Sample mean is a random variable composed from the sample. Let’s define the varialbe:

expr_plus <- function(a, b){
  aa <- enexpr(a)
  bb <- enexpr(b)
  expr(!!aa + !!bb)
}

my_sum <- reduce(Xn3, expr_plus)
my_mean <- expr(!!my_sum/length(Xn3))
my_mean
## (runif(1, min = 1, max = 5) + runif(1, min = 1, max = 5) + runif(1, 
##     min = 1, max = 5) + runif(1, min = 1, max = 5) + runif(1, 
##     min = 1, max = 5))/length(Xn3)

Let’s realize a value from my_mean:

realize_X <- function(X){
  eval(X)
}
my_mean %>% realize_X()
## [1] 2.700836

Another trial:

my_mean %>% realize_X()
## [1] 2.703306

What does a distribution of the mean from the sample from a uniform distribution look like?
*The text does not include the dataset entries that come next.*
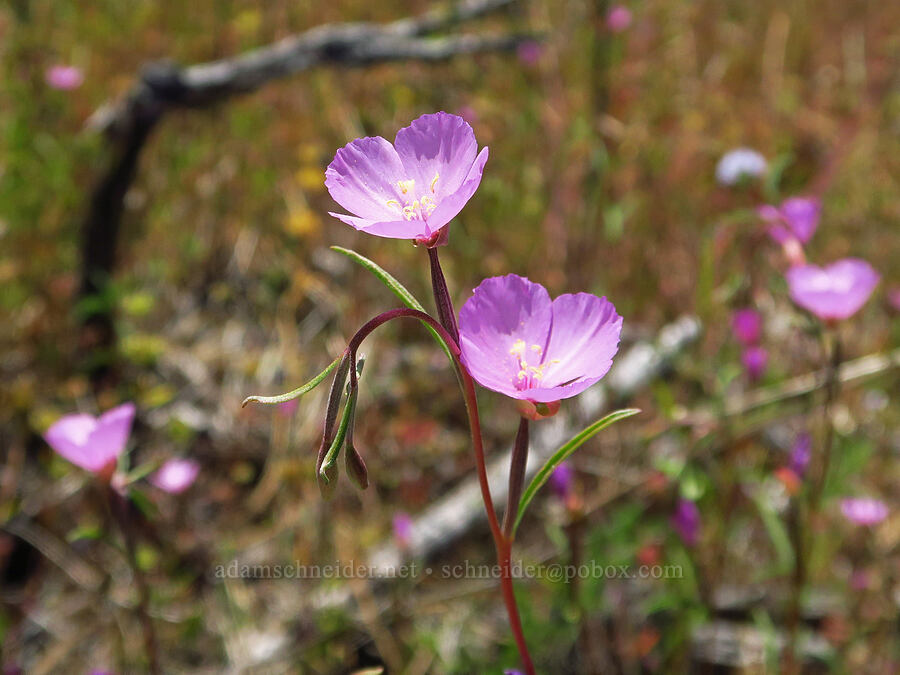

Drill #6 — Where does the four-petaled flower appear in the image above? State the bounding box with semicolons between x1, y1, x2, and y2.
459;274;622;403
756;197;822;245
841;497;888;525
786;258;880;321
44;403;135;480
150;457;200;495
325;112;488;247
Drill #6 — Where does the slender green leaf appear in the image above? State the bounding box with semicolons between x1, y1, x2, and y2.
331;246;456;366
241;354;343;408
513;408;641;534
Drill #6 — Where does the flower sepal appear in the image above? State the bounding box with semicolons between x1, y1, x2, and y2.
516;399;560;422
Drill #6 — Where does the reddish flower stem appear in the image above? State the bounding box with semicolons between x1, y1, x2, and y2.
347;307;535;675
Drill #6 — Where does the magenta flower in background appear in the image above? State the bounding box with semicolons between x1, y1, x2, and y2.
393;511;413;547
669;499;700;546
550;462;575;500
788;432;812;478
841;497;888;525
716;148;769;185
150;457;200;495
44;65;84;91
756;197;822;244
459;274;622;403
44;403;135;479
516;40;544;66
741;345;769;380
606;5;632;33
325;112;488;247
731;307;762;345
785;258;880;321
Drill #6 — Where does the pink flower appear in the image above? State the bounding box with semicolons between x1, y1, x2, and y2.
44;403;135;480
44;66;84;91
393;511;413;547
459;274;622;403
841;497;888;525
325;112;488;247
550;462;575;501
669;499;700;546
756;197;822;244
150;457;200;495
716;148;769;185
606;5;631;33
741;345;769;380
786;258;880;321
731;307;762;345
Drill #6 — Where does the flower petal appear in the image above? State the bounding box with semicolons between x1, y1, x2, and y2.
394;112;478;199
325;136;406;221
328;211;430;239
459;274;555;400
541;293;622;390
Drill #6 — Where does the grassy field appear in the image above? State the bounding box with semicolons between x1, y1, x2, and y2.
0;0;900;674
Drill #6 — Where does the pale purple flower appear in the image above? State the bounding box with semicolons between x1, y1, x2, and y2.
516;40;544;66
786;258;880;320
44;403;135;478
788;432;812;478
44;65;84;91
550;462;575;500
393;511;413;547
741;345;769;380
841;497;888;525
325;112;488;246
606;5;631;33
731;307;762;345
756;197;822;244
669;499;700;546
716;148;769;185
888;286;900;312
459;274;622;403
150;457;200;495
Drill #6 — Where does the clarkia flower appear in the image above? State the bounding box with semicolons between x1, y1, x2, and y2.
44;403;135;480
786;258;880;321
841;497;888;525
606;5;631;33
44;65;84;91
670;499;700;546
731;307;762;346
741;345;769;380
550;462;575;501
459;274;622;410
756;197;822;245
716;148;769;185
325;112;488;247
150;457;200;494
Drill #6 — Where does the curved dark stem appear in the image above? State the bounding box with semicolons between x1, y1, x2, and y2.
503;417;528;541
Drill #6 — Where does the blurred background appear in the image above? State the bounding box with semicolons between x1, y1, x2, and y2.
0;0;900;673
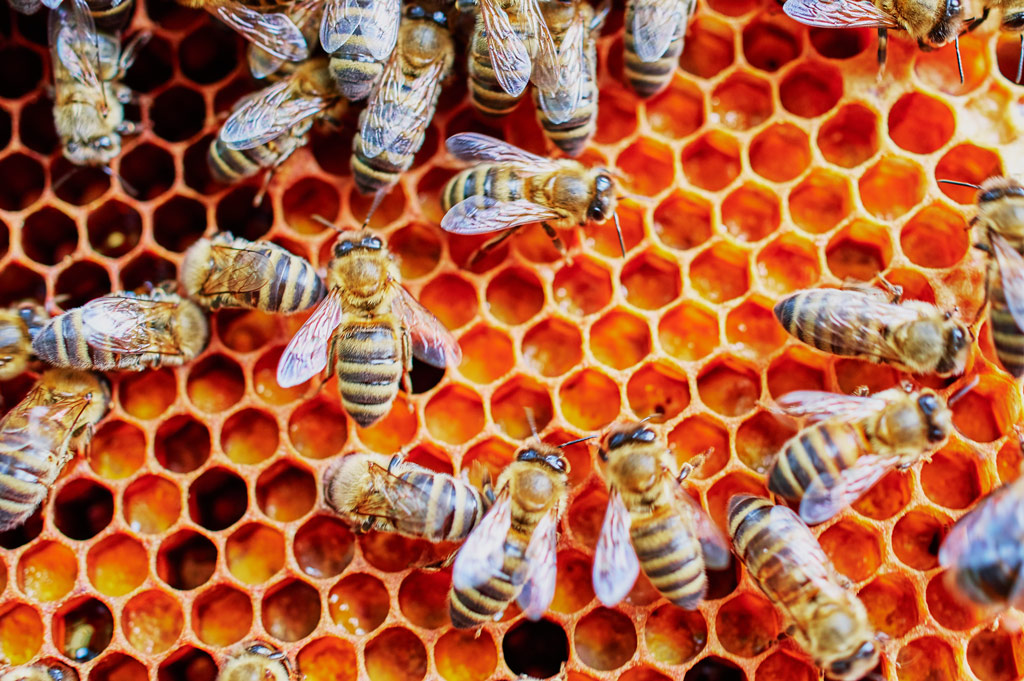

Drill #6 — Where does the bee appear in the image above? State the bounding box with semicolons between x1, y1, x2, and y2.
593;425;729;610
278;231;462;428
0;369;111;531
207;57;348;199
441;133;626;261
468;0;558;116
32;288;210;372
181;231;326;314
324;454;495;543
775;282;974;376
321;0;401;101
449;441;569;629
0;302;50;381
728;495;880;681
217;641;292;681
534;0;610;156
768;380;977;524
352;3;455;196
623;0;696;97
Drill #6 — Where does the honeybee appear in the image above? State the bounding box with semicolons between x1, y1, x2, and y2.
623;0;696;97
469;0;558;116
278;231;462;427
181;231;326;314
324;454;495;542
449;441;569;629
593;425;729;610
321;0;401;101
0;302;50;381
32;288;210;372
441;133;626;260
217;641;292;681
0;369;111;531
728;495;880;681
768;381;977;524
352;2;455;194
534;0;610;156
775;282;974;376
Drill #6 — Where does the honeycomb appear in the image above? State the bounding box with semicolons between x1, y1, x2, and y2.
0;0;1024;681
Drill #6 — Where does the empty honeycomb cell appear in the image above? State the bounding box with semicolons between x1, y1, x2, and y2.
817;103;879;168
224;522;285;585
53;478;114;541
16;542;78;601
118;369;178;420
736;412;797;475
191;585;253;647
889;92;956;154
572;607;637;672
715;591;779;657
681;130;742;191
256;461;316;522
825;219;893;282
364;627;427;681
157;529;217;591
892;509;949;570
857;573;922;638
0;600;43;665
121;589;184;655
558;369;622;431
85;201;143;258
590;310;650;369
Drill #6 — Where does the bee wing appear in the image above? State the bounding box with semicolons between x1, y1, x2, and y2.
452;487;512;591
800;455;899;525
207;0;309;61
591;487;640;607
390;282;462;369
513;508;558;622
278;289;345;388
782;0;899;29
441;196;561;235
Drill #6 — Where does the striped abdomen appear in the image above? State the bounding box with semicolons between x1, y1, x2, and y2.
329;320;404;428
768;421;868;500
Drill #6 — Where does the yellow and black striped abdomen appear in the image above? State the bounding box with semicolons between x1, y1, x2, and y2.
768;421;868;500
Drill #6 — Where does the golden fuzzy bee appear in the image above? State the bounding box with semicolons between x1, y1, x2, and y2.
728;495;880;681
449;440;579;629
441;133;626;260
32;289;210;371
324;453;494;542
623;0;696;97
352;2;455;194
0;369;111;531
0;302;50;381
217;641;292;681
768;381;976;524
593;425;729;610
181;231;326;314
321;0;401;101
278;231;462;427
775;286;974;376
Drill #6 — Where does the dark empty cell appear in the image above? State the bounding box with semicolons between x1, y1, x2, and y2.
53;260;111;309
0;45;43;99
188;468;249;531
502;620;569;679
85;201;142;258
53;478;114;541
122;34;175;92
0;152;46;211
178;23;238;85
150;86;206;142
215;186;273;241
153;197;206;253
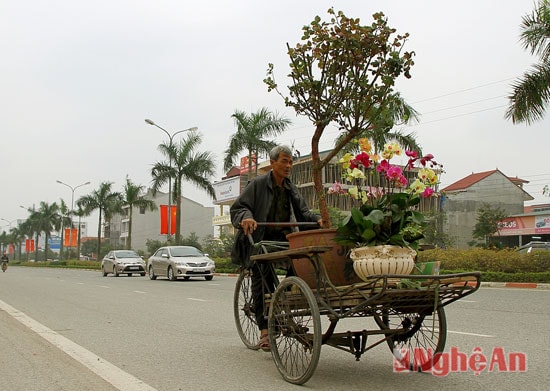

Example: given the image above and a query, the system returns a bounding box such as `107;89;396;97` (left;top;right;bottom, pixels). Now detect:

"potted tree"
264;8;414;285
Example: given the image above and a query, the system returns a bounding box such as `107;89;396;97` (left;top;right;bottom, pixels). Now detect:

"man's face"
271;153;292;178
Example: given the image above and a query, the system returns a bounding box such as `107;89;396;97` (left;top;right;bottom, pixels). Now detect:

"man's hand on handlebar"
241;219;258;235
241;218;325;235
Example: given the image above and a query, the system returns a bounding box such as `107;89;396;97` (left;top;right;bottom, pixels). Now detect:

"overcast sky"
0;0;550;235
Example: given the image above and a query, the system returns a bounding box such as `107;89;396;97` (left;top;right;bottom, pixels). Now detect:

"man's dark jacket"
230;171;321;265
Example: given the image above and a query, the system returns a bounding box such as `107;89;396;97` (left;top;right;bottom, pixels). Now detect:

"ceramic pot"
350;245;416;281
286;228;362;289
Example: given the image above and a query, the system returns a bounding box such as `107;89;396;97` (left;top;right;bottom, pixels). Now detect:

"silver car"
147;246;216;281
101;250;145;277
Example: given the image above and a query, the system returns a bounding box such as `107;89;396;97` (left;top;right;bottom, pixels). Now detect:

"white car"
101;250;145;277
147;246;216;281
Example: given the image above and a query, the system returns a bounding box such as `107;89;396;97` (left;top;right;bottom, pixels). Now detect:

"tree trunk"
126;205;134;250
310;125;331;228
176;178;182;246
96;208;102;261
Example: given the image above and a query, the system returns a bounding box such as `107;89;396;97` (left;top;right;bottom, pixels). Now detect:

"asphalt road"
0;267;550;391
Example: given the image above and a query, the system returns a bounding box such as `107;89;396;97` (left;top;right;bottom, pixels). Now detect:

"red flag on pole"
63;228;71;247
160;205;168;235
71;228;78;247
170;205;176;235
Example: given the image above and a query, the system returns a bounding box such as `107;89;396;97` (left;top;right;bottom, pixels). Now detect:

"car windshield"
170;247;202;257
115;251;139;258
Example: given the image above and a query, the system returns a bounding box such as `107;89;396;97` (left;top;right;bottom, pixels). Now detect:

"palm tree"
122;177;157;249
505;0;550;125
22;201;61;261
76;182;122;260
151;132;216;244
59;199;73;259
10;226;25;260
223;107;292;179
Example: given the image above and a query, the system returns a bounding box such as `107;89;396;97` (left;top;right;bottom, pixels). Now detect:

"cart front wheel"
269;277;321;384
374;307;447;372
233;269;260;350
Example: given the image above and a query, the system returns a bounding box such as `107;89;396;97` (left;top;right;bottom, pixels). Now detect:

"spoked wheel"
269;277;321;384
233;269;260;350
374;307;447;372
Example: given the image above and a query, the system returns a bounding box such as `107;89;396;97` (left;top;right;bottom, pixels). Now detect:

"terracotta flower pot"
286;228;362;289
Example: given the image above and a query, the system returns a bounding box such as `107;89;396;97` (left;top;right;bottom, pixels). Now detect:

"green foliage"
264;8;414;227
334;193;432;249
505;0;550;125
418;248;550;273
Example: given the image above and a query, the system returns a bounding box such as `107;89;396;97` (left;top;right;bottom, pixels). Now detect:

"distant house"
441;170;533;248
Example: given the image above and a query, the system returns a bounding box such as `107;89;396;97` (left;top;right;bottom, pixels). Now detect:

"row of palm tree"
2;132;220;258
2;177;156;259
3;106;422;257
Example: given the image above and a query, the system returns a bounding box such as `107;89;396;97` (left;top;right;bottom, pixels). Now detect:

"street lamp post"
56;180;90;259
145;119;198;242
0;217;17;253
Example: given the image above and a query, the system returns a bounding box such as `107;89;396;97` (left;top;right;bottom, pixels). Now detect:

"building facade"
109;189;214;252
441;170;533;248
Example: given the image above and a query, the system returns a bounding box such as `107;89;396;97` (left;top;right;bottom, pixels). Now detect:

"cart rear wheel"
233;269;260;350
269;277;321;384
374;307;447;372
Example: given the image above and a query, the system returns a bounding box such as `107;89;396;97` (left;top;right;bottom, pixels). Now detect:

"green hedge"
418;248;550;283
10;248;550;283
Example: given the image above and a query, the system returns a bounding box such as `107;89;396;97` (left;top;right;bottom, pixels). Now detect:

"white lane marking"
0;300;157;391
447;330;495;338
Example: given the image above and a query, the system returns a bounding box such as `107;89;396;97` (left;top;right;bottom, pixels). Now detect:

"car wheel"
167;266;176;281
149;266;157;280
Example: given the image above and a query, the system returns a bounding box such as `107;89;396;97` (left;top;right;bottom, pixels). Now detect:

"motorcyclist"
0;253;10;272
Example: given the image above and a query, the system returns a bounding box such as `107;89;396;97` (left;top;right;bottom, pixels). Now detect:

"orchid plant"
329;138;443;250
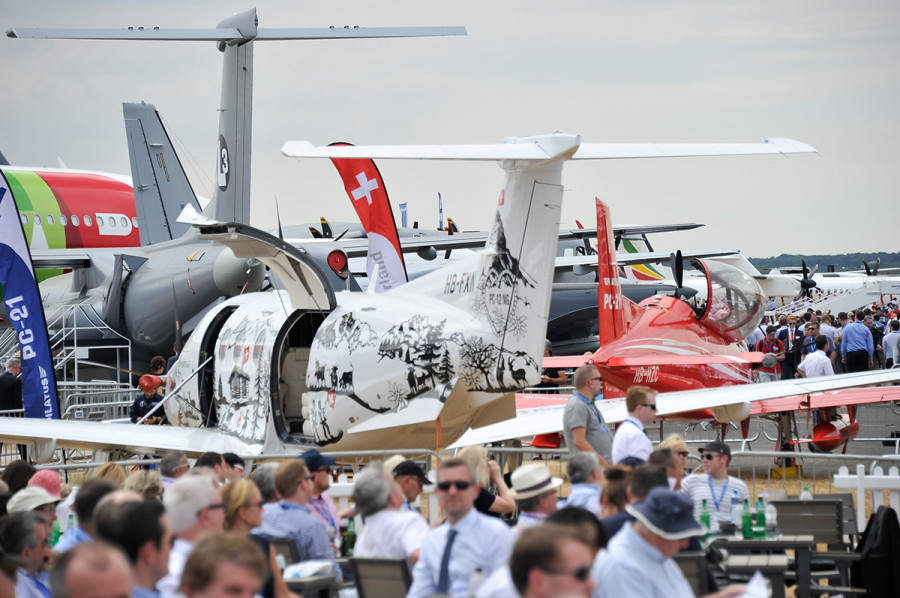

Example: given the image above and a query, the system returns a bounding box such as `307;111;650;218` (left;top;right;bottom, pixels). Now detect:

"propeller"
669;249;697;299
799;258;819;297
863;256;881;276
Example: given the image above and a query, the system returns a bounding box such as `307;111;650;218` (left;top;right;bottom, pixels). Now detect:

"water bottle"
741;498;753;538
731;490;744;527
766;502;778;538
469;567;485;598
700;498;710;537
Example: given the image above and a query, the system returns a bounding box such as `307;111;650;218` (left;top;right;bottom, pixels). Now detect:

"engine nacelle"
710;401;750;424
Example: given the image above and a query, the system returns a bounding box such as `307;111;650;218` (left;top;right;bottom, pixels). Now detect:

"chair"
772;497;864;594
350;557;412;598
675;550;709;596
269;538;300;568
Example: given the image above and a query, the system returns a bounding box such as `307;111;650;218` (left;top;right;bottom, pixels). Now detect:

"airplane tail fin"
596;199;634;347
331;143;408;293
122;102;201;246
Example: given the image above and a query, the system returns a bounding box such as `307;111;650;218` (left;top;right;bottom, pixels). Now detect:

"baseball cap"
392;461;432;484
625;486;705;540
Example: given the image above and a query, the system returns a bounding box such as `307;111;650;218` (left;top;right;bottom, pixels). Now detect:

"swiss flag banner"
331;143;407;293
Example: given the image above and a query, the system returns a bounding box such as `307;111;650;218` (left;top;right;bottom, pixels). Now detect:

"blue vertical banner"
0;173;59;419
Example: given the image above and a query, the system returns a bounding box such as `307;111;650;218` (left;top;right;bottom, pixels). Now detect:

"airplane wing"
31;249;92;270
450;370;900;448
281;138;816;161
0;417;263;455
556;249;740;267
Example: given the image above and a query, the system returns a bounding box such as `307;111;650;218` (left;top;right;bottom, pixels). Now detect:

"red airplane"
544;200;765;422
468;200;900;451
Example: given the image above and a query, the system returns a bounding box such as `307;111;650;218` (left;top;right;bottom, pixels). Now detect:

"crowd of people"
0;426;760;598
744;303;900;382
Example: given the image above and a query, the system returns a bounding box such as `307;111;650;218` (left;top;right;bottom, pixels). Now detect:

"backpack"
850;506;900;598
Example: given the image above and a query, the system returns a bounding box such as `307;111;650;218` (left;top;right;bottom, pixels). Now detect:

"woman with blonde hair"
459;445;516;517
91;461;125;486
122;469;163;500
659;434;690;477
219;478;298;598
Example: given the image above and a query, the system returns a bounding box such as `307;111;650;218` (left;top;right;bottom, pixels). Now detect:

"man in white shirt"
797;334;834;378
680;440;750;533
881;320;900;368
612;386;656;466
352;463;428;567
407;459;512;598
156;474;225;598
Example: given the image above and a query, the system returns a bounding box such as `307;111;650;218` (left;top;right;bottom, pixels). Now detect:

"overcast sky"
0;0;900;257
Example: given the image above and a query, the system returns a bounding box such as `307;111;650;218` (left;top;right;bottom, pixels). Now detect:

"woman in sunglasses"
219;479;296;598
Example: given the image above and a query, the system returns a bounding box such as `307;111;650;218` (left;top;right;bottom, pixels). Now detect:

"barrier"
833;465;900;522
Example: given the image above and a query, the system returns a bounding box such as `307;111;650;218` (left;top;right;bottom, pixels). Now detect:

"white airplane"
0;133;814;455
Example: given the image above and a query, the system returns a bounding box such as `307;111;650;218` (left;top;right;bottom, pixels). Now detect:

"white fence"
833;465;900;525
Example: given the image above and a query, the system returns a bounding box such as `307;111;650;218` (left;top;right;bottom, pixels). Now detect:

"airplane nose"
213;247;265;297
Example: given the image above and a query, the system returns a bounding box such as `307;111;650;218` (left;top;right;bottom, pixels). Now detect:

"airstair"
775;276;900;316
0;300;132;387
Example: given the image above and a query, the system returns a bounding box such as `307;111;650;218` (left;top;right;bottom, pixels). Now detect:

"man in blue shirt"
593;488;740;598
253;459;342;581
841;310;875;372
407;459;513;598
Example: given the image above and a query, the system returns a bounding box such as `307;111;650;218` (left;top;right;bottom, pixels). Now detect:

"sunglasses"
197;502;225;517
544;567;591;581
437;480;472;492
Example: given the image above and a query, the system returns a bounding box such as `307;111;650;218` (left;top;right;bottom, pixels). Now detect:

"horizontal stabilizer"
0;417;263;455
6;27;466;42
281;138;816;160
348;397;444;434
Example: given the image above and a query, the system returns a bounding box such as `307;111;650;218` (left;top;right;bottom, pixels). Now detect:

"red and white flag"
331;143;407;293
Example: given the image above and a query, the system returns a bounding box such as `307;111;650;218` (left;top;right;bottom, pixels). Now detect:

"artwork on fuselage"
474;214;535;338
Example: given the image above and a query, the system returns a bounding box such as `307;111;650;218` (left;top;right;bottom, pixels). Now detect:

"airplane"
455;200;900;451
7;9;465;363
0;133;813;455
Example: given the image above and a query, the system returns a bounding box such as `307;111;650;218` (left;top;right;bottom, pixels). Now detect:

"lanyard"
622;417;644;432
706;474;731;512
309;496;337;530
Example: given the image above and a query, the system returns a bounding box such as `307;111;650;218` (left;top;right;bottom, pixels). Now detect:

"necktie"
437;529;459;594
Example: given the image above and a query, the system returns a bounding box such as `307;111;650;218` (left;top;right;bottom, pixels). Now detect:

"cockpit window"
692;260;764;343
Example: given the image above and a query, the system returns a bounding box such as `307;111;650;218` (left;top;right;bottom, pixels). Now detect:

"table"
712;535;815;598
725;554;788;598
284;573;339;598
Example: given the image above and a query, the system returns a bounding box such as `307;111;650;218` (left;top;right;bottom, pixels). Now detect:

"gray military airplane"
7;9;465;362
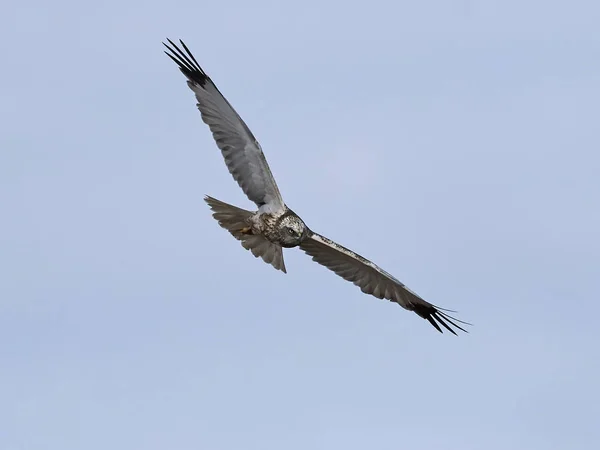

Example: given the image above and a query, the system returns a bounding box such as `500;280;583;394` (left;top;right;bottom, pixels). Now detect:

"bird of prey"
163;39;467;334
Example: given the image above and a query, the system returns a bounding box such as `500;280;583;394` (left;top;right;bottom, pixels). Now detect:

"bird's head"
279;213;308;247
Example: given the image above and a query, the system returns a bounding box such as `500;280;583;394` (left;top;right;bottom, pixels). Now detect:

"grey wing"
164;40;284;213
300;233;466;334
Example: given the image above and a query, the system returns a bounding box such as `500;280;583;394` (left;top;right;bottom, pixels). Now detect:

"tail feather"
204;195;286;273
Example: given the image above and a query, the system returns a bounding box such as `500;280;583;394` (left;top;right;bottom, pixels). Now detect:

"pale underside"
165;40;465;334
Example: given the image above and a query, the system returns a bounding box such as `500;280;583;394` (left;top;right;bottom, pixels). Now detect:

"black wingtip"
413;305;472;336
162;38;208;86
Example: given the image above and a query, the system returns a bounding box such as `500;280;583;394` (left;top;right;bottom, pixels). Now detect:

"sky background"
0;0;600;450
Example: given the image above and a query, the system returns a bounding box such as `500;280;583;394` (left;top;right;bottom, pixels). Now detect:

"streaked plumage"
164;40;466;334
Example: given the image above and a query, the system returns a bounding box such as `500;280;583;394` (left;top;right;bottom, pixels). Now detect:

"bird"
163;39;470;335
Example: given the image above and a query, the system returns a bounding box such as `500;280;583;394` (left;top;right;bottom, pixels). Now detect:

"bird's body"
165;40;465;334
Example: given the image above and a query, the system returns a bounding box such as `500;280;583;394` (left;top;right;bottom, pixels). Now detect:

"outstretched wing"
164;39;284;213
300;233;468;334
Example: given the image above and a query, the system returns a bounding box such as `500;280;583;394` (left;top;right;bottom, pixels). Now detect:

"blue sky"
0;0;600;450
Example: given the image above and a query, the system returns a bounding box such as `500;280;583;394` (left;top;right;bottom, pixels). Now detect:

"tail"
204;195;286;273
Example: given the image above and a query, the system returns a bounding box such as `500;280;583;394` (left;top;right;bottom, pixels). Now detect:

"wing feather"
164;39;285;213
300;232;468;334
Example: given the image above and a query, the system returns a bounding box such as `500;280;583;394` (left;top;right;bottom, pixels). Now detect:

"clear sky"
0;0;600;450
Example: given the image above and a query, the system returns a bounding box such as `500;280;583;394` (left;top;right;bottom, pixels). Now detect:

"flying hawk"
164;39;466;334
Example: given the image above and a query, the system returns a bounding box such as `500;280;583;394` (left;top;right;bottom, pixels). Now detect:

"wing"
300;233;468;334
164;39;284;213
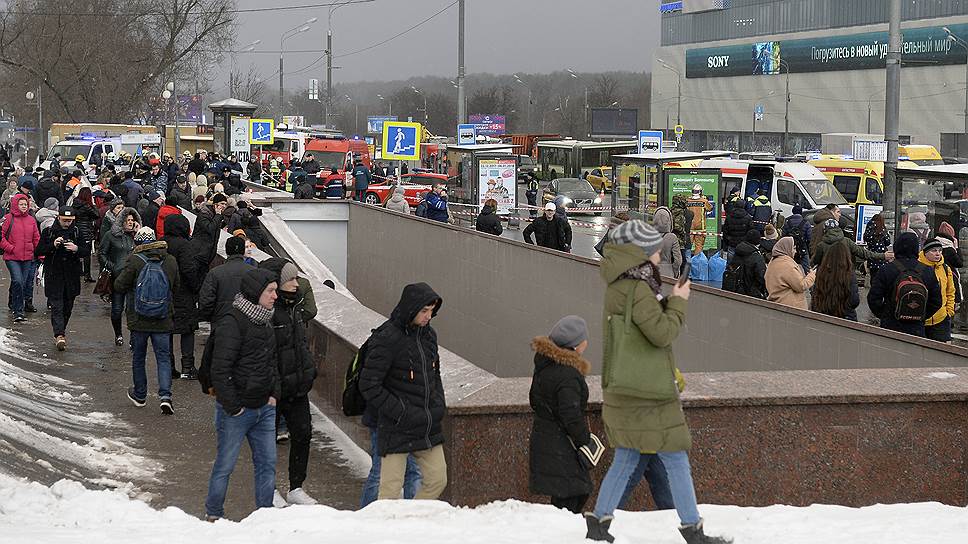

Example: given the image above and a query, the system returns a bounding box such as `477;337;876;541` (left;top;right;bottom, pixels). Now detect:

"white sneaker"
286;487;319;504
272;489;289;508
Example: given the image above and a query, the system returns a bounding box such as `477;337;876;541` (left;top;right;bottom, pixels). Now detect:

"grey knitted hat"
548;315;588;349
608;219;662;255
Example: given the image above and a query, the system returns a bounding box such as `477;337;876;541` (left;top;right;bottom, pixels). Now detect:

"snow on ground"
0;475;968;544
0;328;161;490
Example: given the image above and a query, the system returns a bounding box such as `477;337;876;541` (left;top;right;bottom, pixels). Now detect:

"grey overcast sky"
227;0;659;88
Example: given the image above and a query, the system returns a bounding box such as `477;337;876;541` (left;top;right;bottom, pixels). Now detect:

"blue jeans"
4;261;34;315
205;402;276;518
618;453;676;510
131;331;172;402
360;427;420;508
595;448;699;525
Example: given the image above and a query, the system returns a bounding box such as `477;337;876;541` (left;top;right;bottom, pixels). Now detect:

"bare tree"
0;0;235;122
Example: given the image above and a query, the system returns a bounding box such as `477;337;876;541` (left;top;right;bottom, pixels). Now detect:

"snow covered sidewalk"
0;475;968;544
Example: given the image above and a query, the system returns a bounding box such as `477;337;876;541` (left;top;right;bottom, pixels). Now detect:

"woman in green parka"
585;220;731;544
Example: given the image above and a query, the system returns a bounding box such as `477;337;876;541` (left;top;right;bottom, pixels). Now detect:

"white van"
699;159;853;221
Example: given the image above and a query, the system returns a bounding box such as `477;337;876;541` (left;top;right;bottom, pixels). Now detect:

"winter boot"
585;512;615;542
679;519;733;544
Xn4 <- generate_Xn(64, runif, min=2, max=10)
my_sum <- reduce(Xn4, expr_plus)
my_mean <- expr(!!my_sum/length(Xn4))
my_mean %>% realize_X()
## [1] 6.340585
my_mean_lst <- c()
my_mean_lst <- imap(1:1e3, ~c(my_mean_lst, my_mean %>% eval()))

my_mean_lst %>% unlist() %>% hist(., 40)

This simulation revealed that it looks like a normal distribution.

By the way, we do not need those functions if you just want a realized values from a distribution.

my_mean <- map(1:1e3, ~mean(runif(64)))
my_mean %>% unlist() %>% hist(., 40)

This code is faster than the method shown above.